1. **Forks dominate dependents** — 50%+ of dependents are forks of big projects (AppFlowy, meilisearch). Filter by checking if the repo is a fork via `gh api` `.fork` field. Only evaluate originals.
2. **gh api rate limit** — 5000/h authenticated but large scans hit it. Use `--paginate` sparingly. Check `X-RateLimit-Remaining` header.
3. **README doesn't show actual usage** — a repo may list async-openai in Cargo.toml but barely use it. Always check Cargo.toml features and grep source.
4. **Stale dependents** — GitHub's dependency graph is delayed. Some repos may have already switched away. Check Cargo.lock if available.

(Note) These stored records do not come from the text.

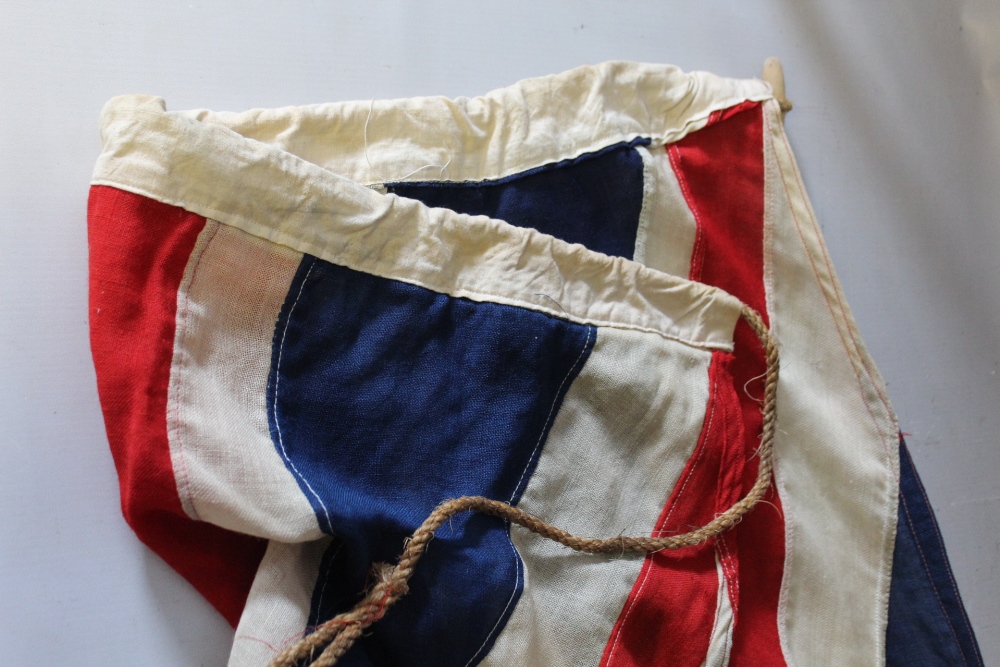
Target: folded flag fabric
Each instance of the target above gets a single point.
(312, 325)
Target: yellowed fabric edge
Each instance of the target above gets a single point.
(212, 171)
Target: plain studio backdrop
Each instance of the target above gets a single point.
(896, 128)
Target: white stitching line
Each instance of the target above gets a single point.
(548, 418)
(180, 393)
(513, 593)
(691, 338)
(277, 379)
(631, 601)
(527, 465)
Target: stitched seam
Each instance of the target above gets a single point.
(274, 410)
(645, 213)
(930, 577)
(527, 465)
(698, 251)
(513, 594)
(830, 307)
(548, 418)
(645, 575)
(951, 577)
(731, 575)
(718, 609)
(319, 250)
(893, 473)
(188, 487)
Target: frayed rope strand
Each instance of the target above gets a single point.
(339, 634)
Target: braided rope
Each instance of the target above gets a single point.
(340, 633)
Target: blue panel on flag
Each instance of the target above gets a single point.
(386, 399)
(594, 199)
(928, 625)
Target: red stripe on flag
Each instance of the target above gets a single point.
(669, 615)
(138, 252)
(721, 171)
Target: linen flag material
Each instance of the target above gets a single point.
(312, 325)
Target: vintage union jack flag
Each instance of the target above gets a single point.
(312, 325)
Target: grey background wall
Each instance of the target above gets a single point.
(896, 127)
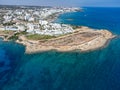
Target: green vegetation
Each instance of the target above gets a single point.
(14, 37)
(7, 32)
(39, 37)
(8, 24)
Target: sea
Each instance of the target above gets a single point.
(75, 70)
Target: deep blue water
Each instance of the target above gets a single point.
(51, 70)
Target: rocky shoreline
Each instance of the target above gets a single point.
(83, 39)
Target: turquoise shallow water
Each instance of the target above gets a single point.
(51, 70)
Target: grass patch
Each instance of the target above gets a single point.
(39, 37)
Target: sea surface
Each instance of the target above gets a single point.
(52, 70)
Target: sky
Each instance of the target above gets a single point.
(80, 3)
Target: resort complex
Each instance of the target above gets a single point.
(35, 28)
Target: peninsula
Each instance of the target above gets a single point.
(34, 28)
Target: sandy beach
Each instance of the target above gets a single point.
(83, 39)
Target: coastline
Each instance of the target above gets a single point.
(83, 39)
(100, 39)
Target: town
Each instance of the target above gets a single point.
(35, 20)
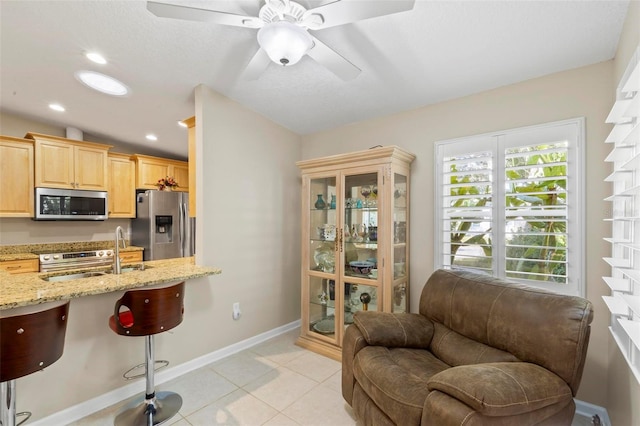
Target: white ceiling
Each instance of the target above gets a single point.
(439, 50)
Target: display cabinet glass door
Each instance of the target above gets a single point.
(399, 296)
(362, 207)
(323, 249)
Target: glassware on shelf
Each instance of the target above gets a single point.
(365, 298)
(365, 190)
(320, 204)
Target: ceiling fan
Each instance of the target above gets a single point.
(283, 29)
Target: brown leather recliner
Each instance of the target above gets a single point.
(482, 351)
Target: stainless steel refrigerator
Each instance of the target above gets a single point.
(162, 225)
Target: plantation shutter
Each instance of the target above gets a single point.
(509, 205)
(467, 207)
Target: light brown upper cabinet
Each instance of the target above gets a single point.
(69, 164)
(122, 186)
(16, 167)
(150, 169)
(191, 125)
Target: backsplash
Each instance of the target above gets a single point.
(19, 231)
(58, 247)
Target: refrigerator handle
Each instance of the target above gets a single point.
(182, 226)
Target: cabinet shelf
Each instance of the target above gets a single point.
(633, 82)
(616, 306)
(620, 113)
(618, 284)
(619, 133)
(633, 330)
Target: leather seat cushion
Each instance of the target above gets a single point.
(396, 379)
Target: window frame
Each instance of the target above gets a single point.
(497, 142)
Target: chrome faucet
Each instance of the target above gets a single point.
(117, 261)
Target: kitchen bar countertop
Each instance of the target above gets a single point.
(26, 251)
(30, 289)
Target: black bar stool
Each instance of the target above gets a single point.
(31, 339)
(146, 312)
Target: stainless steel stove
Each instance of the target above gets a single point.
(74, 260)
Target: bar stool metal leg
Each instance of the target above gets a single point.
(8, 413)
(154, 408)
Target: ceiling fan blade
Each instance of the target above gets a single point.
(342, 12)
(165, 10)
(256, 66)
(333, 61)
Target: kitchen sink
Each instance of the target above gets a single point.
(73, 276)
(130, 268)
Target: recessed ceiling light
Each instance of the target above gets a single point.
(102, 83)
(96, 57)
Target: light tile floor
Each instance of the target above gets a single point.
(274, 383)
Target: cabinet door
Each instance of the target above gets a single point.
(122, 188)
(181, 174)
(90, 167)
(16, 166)
(399, 275)
(149, 171)
(363, 230)
(54, 164)
(321, 241)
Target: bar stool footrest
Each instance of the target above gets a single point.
(163, 363)
(146, 412)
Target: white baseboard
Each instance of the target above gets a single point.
(101, 402)
(589, 410)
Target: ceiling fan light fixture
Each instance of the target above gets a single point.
(285, 43)
(102, 83)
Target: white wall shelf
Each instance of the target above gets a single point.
(624, 281)
(616, 306)
(618, 284)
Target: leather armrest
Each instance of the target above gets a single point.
(394, 330)
(502, 388)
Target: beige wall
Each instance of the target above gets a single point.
(623, 390)
(580, 92)
(248, 192)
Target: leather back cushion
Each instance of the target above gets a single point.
(455, 349)
(535, 326)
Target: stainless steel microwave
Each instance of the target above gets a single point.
(70, 204)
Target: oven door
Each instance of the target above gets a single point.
(70, 204)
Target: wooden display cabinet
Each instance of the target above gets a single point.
(355, 241)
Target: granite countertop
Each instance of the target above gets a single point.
(30, 289)
(26, 251)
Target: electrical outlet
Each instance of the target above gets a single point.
(236, 311)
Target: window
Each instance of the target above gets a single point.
(509, 204)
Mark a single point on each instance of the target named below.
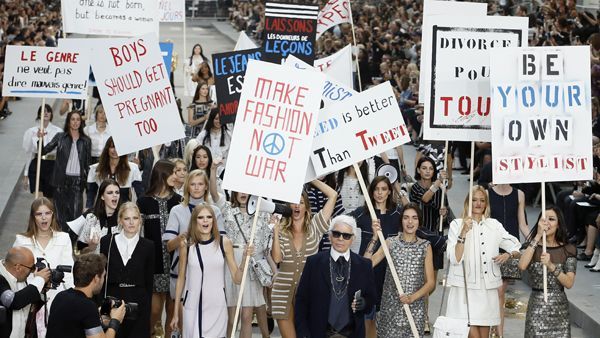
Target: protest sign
(361, 126)
(448, 8)
(334, 13)
(110, 17)
(51, 72)
(136, 93)
(274, 129)
(166, 51)
(290, 29)
(171, 10)
(229, 69)
(541, 116)
(458, 107)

5. **Issue tone matters enormously** — "I noticed you use X, have you tried Y?" works. "X is slow, switch to Y" does not. See `references/issue-templates.md`.
6. **Competitor forks are the strongest signal** — if a repo uses `git = "..."` instead of crates.io, they forked the competitor because it's missing something. Check the fork diff (usually 1-3 commits). If they added a feature we already have, that's our #1 pitch — "drop your fork, we have it built-in." Example: fastrepl/char forked async-openai to add schemars → our `structured` feature does exactly that.